At the moment, all involved domains point to the same IP address: 60.211.253.28. The server is located in China, in Shandong province, Kaspersky researchers noted.

The MiniDuke malware employs encrypted backdoors in compromised systems that are obfuscated within GIF files and disguised as pictures that appear on a victim’s machine. Once they are downloaded to the machine, they can fetch a larger backdoor that carries out the cyberespionage activities, through functions such as copy file, move file, remove file, make directory, kill process and, of course, download and execute new malware and lateral movement tools.

“The PDF exploit originally discovered by FireEye is the first known exploit capable of bypassing the Adobe Reader X sandbox. Due to this advanced capability, it is extremely valuable to any attacker,” the Kaspersky analysts wrote. “Although it was probably developed for (or by) use of a nation state originally, we now see it being copied and reused by other threat actors. This is becoming a common procedure nowadays and we can expect more such piggybacking or exploit stealing in the future.”

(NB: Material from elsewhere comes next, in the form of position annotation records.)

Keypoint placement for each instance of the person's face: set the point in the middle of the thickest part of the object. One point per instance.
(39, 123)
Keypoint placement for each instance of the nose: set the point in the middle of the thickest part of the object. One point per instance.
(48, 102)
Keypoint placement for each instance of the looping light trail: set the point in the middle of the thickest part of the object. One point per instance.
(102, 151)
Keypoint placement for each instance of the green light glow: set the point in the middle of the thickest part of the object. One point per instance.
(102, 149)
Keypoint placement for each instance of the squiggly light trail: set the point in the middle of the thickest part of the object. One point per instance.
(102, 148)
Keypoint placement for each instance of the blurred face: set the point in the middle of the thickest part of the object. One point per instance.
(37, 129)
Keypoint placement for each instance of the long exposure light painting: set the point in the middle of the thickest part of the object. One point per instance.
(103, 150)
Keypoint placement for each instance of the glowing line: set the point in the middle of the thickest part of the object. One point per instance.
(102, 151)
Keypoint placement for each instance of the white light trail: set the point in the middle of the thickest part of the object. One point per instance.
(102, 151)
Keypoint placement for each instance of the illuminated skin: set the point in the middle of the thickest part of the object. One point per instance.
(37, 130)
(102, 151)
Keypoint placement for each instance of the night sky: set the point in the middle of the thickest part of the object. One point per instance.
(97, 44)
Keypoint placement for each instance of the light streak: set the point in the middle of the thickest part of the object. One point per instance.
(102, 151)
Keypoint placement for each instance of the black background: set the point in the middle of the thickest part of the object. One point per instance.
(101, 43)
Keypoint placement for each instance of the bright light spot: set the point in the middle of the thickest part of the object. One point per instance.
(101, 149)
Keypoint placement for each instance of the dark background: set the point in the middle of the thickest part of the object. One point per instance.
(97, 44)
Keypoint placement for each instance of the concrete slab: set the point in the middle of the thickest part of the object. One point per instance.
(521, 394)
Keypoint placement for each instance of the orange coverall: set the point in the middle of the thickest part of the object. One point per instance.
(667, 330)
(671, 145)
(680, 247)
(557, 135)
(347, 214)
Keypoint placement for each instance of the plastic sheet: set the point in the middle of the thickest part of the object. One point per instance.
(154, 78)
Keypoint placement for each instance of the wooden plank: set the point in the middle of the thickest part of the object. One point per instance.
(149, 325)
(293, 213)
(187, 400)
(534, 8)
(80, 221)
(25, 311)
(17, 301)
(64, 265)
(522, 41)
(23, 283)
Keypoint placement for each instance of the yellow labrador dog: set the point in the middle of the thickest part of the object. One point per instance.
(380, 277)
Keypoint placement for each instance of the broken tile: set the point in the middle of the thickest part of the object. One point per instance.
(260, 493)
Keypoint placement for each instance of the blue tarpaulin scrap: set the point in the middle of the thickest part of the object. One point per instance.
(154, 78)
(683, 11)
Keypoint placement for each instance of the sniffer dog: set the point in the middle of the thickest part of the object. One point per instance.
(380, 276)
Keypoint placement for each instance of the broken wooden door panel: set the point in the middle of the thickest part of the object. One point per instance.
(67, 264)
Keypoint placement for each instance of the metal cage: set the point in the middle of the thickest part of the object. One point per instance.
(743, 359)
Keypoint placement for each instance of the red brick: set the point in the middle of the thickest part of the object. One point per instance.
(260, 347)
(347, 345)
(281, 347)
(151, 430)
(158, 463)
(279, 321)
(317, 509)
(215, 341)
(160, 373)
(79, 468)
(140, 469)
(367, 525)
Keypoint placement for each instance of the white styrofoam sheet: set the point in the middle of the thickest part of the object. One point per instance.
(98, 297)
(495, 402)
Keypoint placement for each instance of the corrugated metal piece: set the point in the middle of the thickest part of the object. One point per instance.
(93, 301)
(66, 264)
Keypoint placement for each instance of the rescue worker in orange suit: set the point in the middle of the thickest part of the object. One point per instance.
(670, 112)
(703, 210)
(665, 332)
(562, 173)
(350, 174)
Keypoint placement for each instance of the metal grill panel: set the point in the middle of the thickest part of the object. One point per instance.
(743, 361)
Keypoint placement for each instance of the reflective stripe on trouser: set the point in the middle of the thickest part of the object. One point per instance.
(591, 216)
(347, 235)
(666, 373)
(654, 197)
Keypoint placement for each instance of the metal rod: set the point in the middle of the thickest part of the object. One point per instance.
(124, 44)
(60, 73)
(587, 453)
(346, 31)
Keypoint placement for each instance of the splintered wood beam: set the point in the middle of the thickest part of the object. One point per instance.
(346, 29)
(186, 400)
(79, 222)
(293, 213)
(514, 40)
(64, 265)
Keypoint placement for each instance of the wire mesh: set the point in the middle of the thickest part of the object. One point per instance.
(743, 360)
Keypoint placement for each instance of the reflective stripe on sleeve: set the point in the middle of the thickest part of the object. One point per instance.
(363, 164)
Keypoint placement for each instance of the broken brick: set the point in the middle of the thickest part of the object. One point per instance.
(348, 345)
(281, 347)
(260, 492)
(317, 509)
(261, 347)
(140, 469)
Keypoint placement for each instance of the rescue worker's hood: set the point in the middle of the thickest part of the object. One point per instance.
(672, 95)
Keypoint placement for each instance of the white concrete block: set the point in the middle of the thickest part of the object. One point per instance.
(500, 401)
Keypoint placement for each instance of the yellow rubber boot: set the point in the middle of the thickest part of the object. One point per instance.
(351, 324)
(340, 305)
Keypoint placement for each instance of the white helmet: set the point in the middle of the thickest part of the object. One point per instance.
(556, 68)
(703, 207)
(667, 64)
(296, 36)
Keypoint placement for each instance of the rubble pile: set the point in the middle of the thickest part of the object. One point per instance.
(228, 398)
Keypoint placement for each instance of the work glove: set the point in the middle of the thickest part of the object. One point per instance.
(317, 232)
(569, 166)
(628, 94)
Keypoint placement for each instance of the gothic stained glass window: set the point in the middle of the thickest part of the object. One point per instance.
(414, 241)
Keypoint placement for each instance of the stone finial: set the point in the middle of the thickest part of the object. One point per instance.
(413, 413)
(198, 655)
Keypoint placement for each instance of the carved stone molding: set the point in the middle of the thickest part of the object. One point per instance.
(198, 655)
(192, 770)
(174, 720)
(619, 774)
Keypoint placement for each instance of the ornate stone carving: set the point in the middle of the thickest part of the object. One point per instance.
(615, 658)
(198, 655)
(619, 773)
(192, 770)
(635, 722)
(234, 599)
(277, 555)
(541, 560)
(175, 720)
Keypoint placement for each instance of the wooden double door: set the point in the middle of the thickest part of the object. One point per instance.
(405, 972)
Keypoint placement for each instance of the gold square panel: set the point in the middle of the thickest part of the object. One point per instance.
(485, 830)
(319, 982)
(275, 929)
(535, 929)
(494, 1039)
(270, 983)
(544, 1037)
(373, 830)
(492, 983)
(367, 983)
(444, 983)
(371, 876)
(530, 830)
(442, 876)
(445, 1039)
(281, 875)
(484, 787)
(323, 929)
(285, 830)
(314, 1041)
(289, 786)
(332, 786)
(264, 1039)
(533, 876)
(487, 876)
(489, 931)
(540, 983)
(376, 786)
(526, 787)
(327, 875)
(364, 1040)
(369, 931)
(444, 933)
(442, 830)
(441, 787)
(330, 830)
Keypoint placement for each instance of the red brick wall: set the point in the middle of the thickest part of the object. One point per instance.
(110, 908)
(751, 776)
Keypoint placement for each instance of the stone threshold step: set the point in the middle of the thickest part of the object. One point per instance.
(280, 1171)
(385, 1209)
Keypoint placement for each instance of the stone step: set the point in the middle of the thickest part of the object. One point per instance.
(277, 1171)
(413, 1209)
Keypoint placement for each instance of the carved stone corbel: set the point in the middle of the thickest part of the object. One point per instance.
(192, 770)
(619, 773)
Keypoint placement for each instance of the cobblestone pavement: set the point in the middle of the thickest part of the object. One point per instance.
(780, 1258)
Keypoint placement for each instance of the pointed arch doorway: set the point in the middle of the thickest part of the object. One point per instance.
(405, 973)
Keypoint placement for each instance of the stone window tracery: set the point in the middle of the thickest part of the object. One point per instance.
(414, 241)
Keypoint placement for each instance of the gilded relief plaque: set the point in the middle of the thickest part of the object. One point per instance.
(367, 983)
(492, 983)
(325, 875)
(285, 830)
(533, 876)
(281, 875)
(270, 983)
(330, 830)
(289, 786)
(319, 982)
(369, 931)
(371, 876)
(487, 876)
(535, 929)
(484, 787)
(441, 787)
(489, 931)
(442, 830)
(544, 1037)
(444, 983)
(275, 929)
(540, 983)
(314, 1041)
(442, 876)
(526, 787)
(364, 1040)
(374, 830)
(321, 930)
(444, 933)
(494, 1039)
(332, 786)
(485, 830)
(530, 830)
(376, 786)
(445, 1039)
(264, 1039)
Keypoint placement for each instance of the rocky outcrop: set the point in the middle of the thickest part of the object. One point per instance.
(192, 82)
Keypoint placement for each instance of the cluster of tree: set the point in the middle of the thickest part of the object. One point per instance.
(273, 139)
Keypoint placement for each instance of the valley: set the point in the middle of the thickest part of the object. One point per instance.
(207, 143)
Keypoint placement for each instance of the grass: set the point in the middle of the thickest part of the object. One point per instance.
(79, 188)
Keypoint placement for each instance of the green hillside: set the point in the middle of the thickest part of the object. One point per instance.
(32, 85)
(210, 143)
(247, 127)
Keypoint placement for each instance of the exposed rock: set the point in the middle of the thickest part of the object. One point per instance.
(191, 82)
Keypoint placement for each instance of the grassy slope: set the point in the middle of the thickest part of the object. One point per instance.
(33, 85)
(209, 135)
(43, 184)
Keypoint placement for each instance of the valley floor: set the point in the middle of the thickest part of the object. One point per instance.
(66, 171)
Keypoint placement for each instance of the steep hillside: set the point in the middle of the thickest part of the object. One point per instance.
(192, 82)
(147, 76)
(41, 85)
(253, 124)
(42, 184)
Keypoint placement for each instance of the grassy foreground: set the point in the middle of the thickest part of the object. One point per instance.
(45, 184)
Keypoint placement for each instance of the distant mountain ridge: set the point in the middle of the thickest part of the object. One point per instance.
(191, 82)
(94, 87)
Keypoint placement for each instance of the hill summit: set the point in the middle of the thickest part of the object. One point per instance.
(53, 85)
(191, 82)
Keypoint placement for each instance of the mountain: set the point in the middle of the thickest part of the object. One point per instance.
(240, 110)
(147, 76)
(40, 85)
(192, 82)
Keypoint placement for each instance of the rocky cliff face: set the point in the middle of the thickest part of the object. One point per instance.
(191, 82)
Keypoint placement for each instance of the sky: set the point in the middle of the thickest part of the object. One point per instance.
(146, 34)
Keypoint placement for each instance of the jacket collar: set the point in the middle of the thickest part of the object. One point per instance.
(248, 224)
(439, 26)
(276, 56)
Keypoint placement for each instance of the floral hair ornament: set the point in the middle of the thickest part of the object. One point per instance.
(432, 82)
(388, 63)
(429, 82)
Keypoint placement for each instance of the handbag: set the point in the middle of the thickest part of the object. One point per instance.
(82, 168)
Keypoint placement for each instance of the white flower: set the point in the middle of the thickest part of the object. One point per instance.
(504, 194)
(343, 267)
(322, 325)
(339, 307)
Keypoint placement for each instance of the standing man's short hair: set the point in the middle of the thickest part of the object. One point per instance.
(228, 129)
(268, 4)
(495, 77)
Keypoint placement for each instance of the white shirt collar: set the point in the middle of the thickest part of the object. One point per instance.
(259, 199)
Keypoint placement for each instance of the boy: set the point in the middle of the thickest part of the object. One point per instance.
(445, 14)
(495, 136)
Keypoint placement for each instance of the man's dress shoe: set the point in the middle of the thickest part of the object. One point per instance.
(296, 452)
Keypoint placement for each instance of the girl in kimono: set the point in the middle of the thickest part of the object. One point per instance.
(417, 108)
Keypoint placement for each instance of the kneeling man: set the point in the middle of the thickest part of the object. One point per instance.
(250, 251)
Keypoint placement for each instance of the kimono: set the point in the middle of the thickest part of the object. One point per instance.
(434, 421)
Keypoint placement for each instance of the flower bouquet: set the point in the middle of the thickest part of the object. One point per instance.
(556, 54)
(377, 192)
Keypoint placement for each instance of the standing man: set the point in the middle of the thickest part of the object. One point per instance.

Chinese hacktivists have long been suspected of using malware to attack activists who support Tibet as well as the Uyghurs, which are a Turkic, Muslim ethnic group living in Eastern and Central Asia and China. Like Tibetan activists, they consider themselves autonomous, and in recent months have been finding themselves in several skirmishes with the Han, who comprise 92% of China’s population. They mostly live in an autonomous region in northwestern China.

AlienVault and Kaspersky Lab in the last year have reported multiple attacks targeting Uyghurs, including a MaControl variant and a Windows version using Gh0st RAT.